CNN2GNN: How to Bridge CNN with GNN
Ziheng Jiao, Hongyuan Zhang, Xuelong Li
TL;DR
The paper tackles the challenge of combining CNNs’ intra-sample feature extraction with GNNs’ ability to model topological relationships by introducing CNN2GNN, a framework that distills knowledge from a large CNN into a compact GNN. A differentiable sparse graph head is proposed to learn inductive graph structures for non-graph data, enabling efficient graph-based aggregation during training and inference. The method uses a heterogeneous distillation loss that blends cross-entropy with a temperature-scaled KL divergence to transfer the CNN’s deep intra-sample representations and the relational structure to the GNN. Empirical results on STL-10, CIFAR-100, and Mini-ImageNet show that the distilled GNN achieves superior accuracy and efficiency, sometimes surpassing the teacher and far outperforming CNN baselines with many layers.
Abstract
Although the convolutional neural network (CNN) has achieved excellent performance in vision tasks by extracting the intra-sample representation, it will take a higher training expense because of stacking numerous convolutional layers.
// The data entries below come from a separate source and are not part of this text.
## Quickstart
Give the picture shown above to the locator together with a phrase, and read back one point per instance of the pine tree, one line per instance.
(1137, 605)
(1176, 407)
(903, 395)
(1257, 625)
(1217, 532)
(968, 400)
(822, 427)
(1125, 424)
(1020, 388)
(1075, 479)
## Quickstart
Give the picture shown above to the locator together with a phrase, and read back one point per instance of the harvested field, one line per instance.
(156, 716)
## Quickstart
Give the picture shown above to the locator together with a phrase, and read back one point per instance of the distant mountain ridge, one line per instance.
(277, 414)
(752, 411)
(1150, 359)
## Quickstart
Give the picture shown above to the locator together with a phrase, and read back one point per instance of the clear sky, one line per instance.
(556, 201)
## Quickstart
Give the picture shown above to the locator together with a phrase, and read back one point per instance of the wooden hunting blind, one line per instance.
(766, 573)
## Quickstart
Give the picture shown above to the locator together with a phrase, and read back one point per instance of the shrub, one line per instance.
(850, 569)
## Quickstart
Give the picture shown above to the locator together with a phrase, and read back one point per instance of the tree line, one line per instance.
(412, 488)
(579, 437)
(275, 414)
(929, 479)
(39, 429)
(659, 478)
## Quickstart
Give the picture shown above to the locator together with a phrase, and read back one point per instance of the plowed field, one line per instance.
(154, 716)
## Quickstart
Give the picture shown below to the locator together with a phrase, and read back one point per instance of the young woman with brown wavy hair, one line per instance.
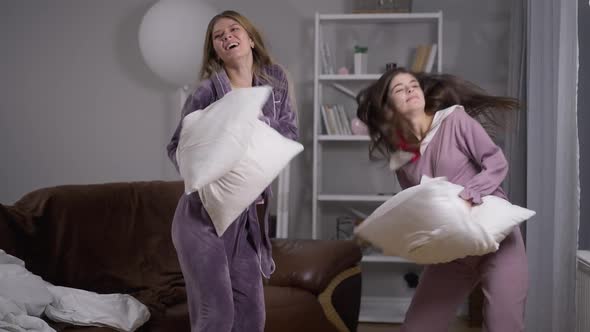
(426, 124)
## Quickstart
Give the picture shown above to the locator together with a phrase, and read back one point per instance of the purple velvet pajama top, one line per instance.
(462, 151)
(277, 112)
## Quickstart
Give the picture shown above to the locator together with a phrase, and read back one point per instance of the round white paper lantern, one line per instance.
(171, 37)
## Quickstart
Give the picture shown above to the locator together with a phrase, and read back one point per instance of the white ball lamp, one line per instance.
(171, 37)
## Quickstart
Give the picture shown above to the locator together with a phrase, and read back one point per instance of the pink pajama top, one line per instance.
(463, 152)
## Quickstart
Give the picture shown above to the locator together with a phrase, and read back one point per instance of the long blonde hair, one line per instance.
(211, 62)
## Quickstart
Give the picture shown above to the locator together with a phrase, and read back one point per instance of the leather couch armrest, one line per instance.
(14, 227)
(311, 264)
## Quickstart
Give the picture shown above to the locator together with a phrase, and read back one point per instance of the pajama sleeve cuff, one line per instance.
(470, 195)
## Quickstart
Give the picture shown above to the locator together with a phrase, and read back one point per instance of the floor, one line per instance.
(460, 325)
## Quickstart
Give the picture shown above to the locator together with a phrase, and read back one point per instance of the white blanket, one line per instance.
(24, 298)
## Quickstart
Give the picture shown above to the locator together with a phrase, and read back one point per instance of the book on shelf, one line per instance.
(430, 60)
(329, 122)
(335, 120)
(327, 59)
(344, 90)
(424, 57)
(344, 121)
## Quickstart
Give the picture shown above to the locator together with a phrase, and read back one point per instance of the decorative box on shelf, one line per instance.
(382, 6)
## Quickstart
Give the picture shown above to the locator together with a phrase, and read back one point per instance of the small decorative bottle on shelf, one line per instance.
(360, 59)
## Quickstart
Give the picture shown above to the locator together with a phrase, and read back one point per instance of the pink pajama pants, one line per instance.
(443, 287)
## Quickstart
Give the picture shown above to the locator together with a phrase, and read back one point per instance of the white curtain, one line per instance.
(552, 164)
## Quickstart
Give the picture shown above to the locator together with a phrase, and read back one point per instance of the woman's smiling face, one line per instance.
(405, 94)
(230, 40)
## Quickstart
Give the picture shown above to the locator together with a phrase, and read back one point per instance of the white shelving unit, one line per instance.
(343, 176)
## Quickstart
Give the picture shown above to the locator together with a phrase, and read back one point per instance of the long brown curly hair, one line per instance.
(387, 128)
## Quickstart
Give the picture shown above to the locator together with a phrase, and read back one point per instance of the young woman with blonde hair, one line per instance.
(223, 275)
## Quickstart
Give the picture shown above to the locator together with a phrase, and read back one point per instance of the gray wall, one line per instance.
(78, 105)
(584, 120)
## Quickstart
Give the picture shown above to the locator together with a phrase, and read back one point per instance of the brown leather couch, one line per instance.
(115, 238)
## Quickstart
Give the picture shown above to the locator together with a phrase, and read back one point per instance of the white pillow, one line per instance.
(429, 223)
(268, 152)
(213, 140)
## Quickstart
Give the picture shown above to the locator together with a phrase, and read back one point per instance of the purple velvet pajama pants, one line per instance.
(443, 287)
(222, 274)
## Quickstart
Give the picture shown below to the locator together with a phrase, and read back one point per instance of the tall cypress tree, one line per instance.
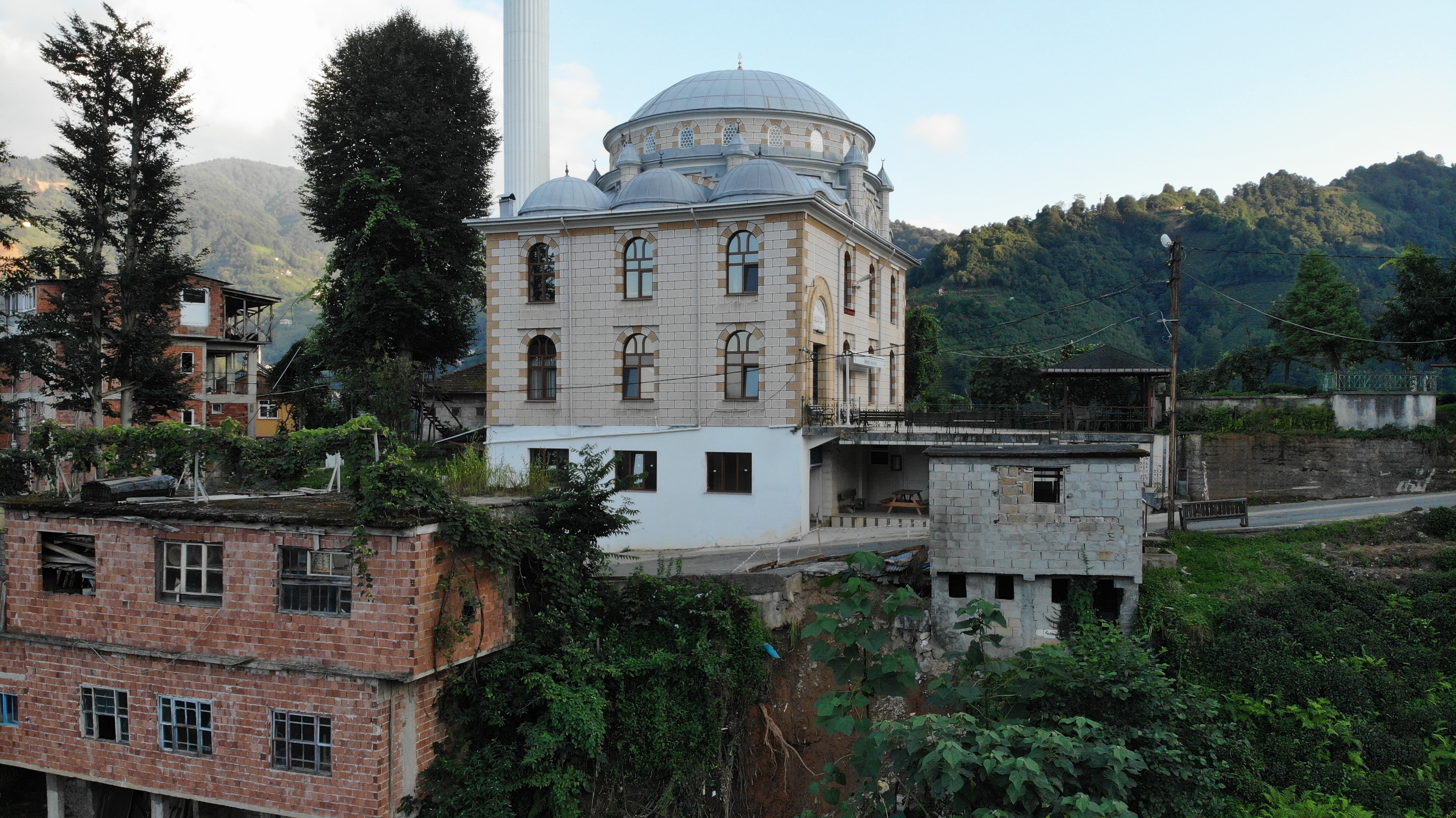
(398, 142)
(117, 257)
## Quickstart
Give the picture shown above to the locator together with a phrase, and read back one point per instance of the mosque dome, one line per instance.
(758, 180)
(739, 89)
(659, 188)
(565, 196)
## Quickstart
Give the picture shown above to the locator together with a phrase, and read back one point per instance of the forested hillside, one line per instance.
(1007, 271)
(244, 213)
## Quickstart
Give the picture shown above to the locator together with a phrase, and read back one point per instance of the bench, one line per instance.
(1198, 512)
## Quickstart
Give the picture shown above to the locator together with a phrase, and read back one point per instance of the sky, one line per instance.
(982, 111)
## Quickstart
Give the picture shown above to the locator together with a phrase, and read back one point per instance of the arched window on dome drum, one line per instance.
(743, 263)
(542, 277)
(541, 369)
(637, 369)
(638, 270)
(743, 367)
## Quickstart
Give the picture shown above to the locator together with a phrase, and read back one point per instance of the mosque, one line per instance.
(692, 309)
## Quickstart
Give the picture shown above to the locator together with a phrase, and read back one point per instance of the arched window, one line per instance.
(743, 367)
(542, 280)
(743, 263)
(637, 369)
(541, 356)
(640, 270)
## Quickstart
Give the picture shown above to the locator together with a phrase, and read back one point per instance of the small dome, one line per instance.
(563, 196)
(660, 188)
(758, 180)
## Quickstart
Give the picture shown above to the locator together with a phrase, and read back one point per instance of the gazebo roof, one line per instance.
(1106, 362)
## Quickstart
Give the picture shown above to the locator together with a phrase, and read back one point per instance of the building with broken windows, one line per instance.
(1023, 525)
(218, 343)
(225, 660)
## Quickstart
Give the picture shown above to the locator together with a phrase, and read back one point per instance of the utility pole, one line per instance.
(1174, 286)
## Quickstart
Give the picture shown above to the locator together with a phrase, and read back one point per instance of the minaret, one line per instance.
(528, 98)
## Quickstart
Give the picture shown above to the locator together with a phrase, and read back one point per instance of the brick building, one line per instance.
(1017, 523)
(219, 337)
(223, 660)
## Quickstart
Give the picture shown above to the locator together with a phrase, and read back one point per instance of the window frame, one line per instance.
(339, 587)
(749, 260)
(120, 712)
(625, 461)
(638, 270)
(739, 465)
(322, 762)
(168, 725)
(742, 375)
(541, 274)
(183, 597)
(541, 370)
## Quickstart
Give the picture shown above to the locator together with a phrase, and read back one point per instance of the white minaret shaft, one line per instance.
(528, 97)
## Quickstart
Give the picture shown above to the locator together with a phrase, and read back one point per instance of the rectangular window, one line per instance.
(1046, 485)
(730, 472)
(1005, 587)
(190, 574)
(303, 743)
(186, 725)
(637, 471)
(956, 586)
(67, 564)
(104, 715)
(317, 583)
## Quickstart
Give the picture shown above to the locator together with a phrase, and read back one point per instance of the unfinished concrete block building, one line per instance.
(1018, 525)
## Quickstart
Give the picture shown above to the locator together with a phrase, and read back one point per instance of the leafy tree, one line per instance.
(922, 353)
(1320, 316)
(398, 143)
(118, 238)
(1424, 305)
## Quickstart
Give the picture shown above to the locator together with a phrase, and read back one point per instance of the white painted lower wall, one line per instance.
(682, 513)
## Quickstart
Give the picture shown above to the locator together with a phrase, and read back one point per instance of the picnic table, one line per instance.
(905, 498)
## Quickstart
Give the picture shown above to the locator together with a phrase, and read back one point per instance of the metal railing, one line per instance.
(975, 417)
(1378, 382)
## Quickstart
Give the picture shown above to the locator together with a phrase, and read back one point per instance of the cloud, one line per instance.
(943, 132)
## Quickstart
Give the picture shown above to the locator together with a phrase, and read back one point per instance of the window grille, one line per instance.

Recently, as the bilinear models, graph neural networks (GNN) have succeeded in exploring the underlying topological relationship among the graph data with a few graph neural layers. Unfortunately, it cannot be directly utilized on non-graph data due to the lack of graph structure and has high inference latency on large-scale scenarios. Inspired by these complementary strengths and weaknesses, \textit{we discuss a natural question, how to bridge these two heterogeneous networks?} In this paper, we propose a novel CNN2GNN framework to unify CNN and GNN together via distillation. Firstly, to break the limitations of GNN, a differentiable sparse graph learning module is designed as the head of networks to dynamically learn the graph for inductive learning. Then, a response-based distillation is introduced to transfer the knowledge from CNN to GNN and bridge these two heterogeneous networks. Notably, due to extracting the intra-sample representation of a single instance and the topological relationship among the datasets simultaneously, the performance of distilled ``boosted'' two-layer GNN on Mini-ImageNet is much higher than CNN containing dozens of layers such as ResNet152.